A lot of it has to do with history, apparently. I was reading Baseball in Japan on Wikipedia, and I came across this very interesting historical tidbit:
In 1891, Ichiko challenged the "whites only" Yokohama Athletic Club to a match-up on the diamond, only to have the request refused, as the Yokohama squad refused to play against non-Caucasian players. As a result, the team from the Christian missionary school Meiji Gakuin offered to play Ichiko and subsequently handed them a decisive defeat. Humiliated, Ichiko began developing an intense training philosophy wherein players would train to the point of complete physical exhaustion for the improvement of the team. This training ideology would serve as the foundation of the Japanese game well into the 20th century. In 1896, the Yokohama Athletic Club (fielding a team composed mainly of sailors) finally agreed to play against Ichiko and were defeated 29 to 4. It was the first recorded international baseball game in Asia.

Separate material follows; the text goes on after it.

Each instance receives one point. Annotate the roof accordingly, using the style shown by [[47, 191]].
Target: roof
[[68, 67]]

Baseball was introduced to Japan by Hiroshi Hiraoka, an engineering student who was exposed to baseball while studying in the United States. Hiraoka then introduced the game to his co-workers at the Japanese National Railways (now JR Group), and later formed Japan's first baseball team. However, baseball did not become prominent until the formation of the Ichiko (First Higher School of Tokyo, now a part of the University of Tokyo) baseball team, and after they won in 1896, baseball really took off in Japan.
In Korea, baseball was introduced there by American Christian missionaries, and as Korea fell under the Japanese Empire (where baseball took off), it became popular as well both there and in Taiwan.
To put the long story short, basically baseball became popular in Japan because the Japanese took the effort to make it popular, and from there it spread to Korea and Taiwan.